Scattano i controlli antidroga nella movida catanese e due donne, di 26 e 27 anni, residenti nella provincia di Messina, finiscono in carcere. L’operazione è stata condotta intorno all’1 di notte dai Carabinieri del Nucleo Investigativo, nell’ambito dei servizi predisposti dal Comando Provinciale per garantire sicurezza e legalità nei luoghi della vita notturna. Le due giovani – una delle quali già con precedenti – sono ritenute responsabili di detenzione di sostanze stupefacenti ai fini di spaccio, ferma restando la presunzione di innocenza fino a eventuale condanna definitiva.

L’intervento è avvenuto all’interno di un locale catanese durante un evento serale. I militari, impegnati in un’attività mirata di prevenzione, hanno riconosciuto le due donne mentre cercavano di confondersi tra i ragazzi in attesa di entrare in discoteca. Dopo averle bloccate, i Carabinieri le hanno sottoposte a perquisizione, trovando numerose dosi di sostanze stupefacenti già pronte per la vendita. Nel dettaglio, le due donne avevano con sé: ketamina, MDMA, cocaina, cocaina rosa (“Tussy”), pasticche sintetiche, per un peso complessivo di quasi 150 grammi.
Si tratta delle cosiddette “droghe da discoteca”, particolarmente pericolose perché spesso adulterate o di composizione incerta, con effetti potenzialmente gravi sul sistema nervoso e cardiovascolare.
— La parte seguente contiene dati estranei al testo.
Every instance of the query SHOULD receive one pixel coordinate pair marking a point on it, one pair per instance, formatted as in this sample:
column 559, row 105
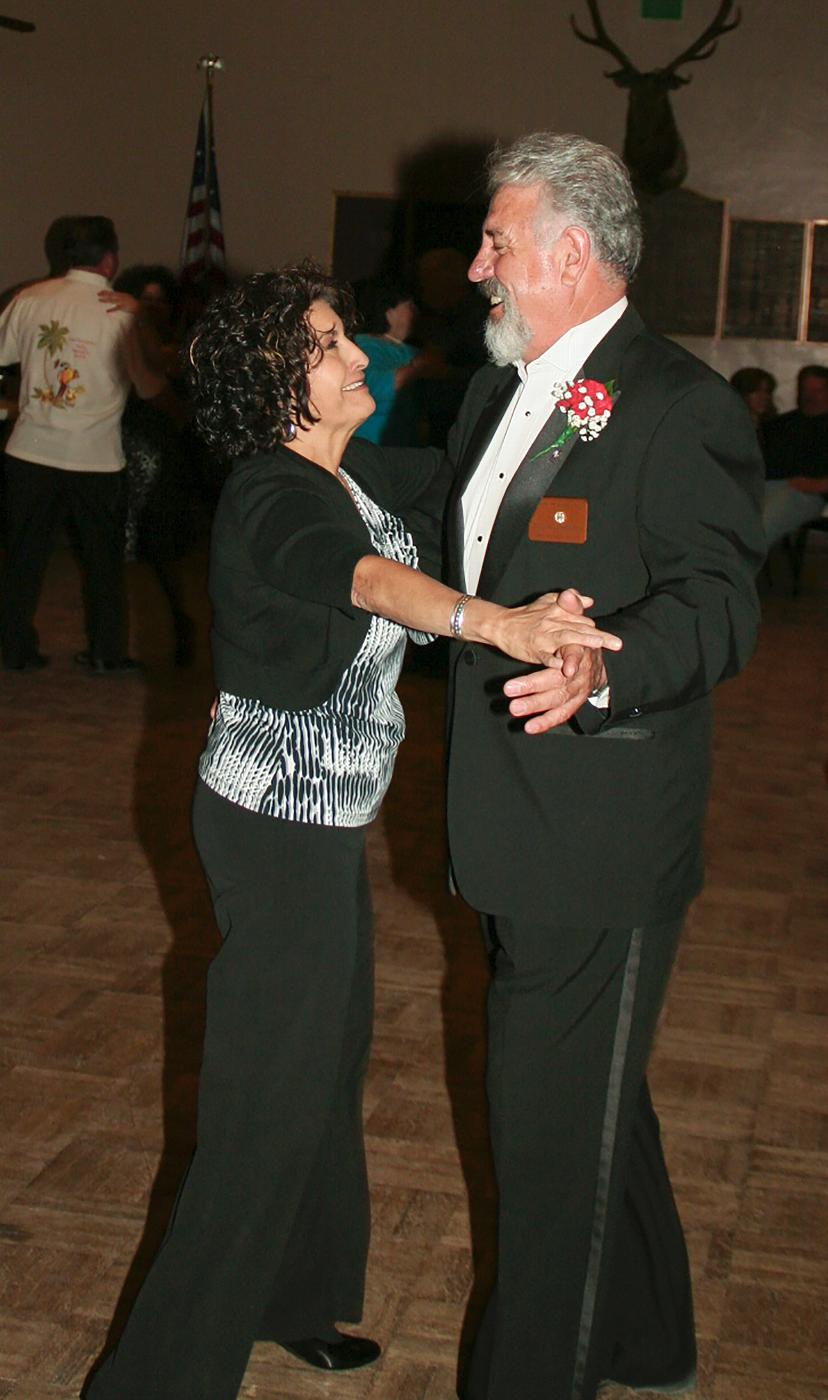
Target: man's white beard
column 509, row 336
L’assunzione può provocare malori improvvisi, intossicazioni acute e conseguenze anche letali.
Sulla base degli elementi raccolti – che dovranno essere verificati in sede giurisdizionale – le due giovani sono state arrestate e messe a disposizione dell’Autorità giudiziaria, che ha disposto per entrambe la custodia cautelare nel carcere di Catania – Piazza Lanza.